Zebra mussel infestations in the Mississippi River, Great Lakes, and other Midwest rivers are also negatively impacting American paddlefish populations. Zebra mussels are an invasive species that are well adapted for explosive population growth. As filter feeders, zebra mussels rely on plankton, and can filter significant amounts of phytoplankton and zooplankton in the water, altering the availability of an important food source for paddlefish, and native unionidae.[16][31]
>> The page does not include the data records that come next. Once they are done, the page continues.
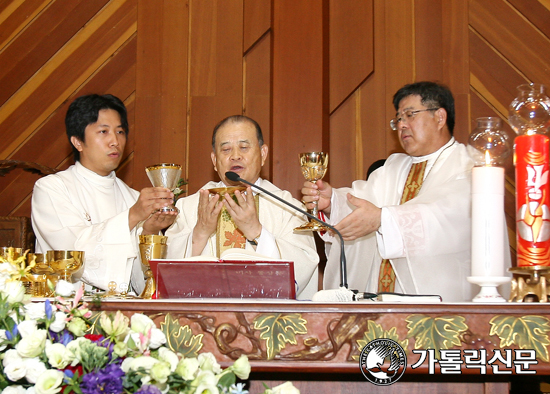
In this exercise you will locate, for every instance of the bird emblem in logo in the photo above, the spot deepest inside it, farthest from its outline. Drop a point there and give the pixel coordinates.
(383, 361)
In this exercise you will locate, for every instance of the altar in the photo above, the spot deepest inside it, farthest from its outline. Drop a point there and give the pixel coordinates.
(479, 348)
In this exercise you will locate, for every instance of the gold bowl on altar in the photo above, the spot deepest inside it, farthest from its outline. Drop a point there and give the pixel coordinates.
(65, 262)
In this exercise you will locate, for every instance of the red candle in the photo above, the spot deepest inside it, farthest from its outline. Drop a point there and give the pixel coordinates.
(532, 200)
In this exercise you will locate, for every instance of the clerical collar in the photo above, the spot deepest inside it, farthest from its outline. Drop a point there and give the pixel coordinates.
(105, 181)
(432, 157)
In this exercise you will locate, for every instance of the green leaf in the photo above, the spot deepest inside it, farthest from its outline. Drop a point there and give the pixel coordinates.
(227, 379)
(528, 332)
(278, 329)
(375, 331)
(436, 332)
(181, 339)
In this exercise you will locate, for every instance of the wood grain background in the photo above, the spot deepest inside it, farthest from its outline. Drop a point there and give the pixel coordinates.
(316, 74)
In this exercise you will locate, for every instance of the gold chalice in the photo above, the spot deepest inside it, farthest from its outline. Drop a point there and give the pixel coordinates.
(65, 262)
(165, 175)
(151, 247)
(40, 273)
(314, 166)
(9, 252)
Poaching is also a contributing factor to declining populations of American paddlefish in the states where they are commercially exploited, particularly while the demand for caviar remains strong.[21] Since the 1980s, a trade embargo on Iran restricted imports of the highly sought after, and most expensive Beluga caviar from the Caspian Sea, limiting U.S. sources of caviar. The most sought after caviar is produced by sturgeons in the Northern Caspian Sea, but overfishing and poaching have exhausted the supply. American sturgeon and paddlefish populations were targeted as likely substitutes.[12]

The roe of American paddlefish can be processed into caviar similar in taste and texture to Sevruga sturgeon caviar.[16] It has been described by caviar gourmets as a good substitute for Beluga, "with its clear, glossy beads, buttery flavor, and steel gray to light or even golden-gray roe."[32] Several cases of mislabeled American paddlefish roe sold as Caspian Sea caviar have been prosecuted by the U.S. Fish and Wildlife Service (USFWS).[12]

State and federal regulations restricting the harvest of American paddlefish populations in the wild, and the illegal trafficking of their roe are strictly enforced. Related violations such as the illegal transport of American paddlefish roe have resulted in convictions with substantial fines, and prison sentences.[33][34] Paddlefish are also protected under CITES, (Convention on the International Trade in Endangered Species of Fauna and Flora).[35]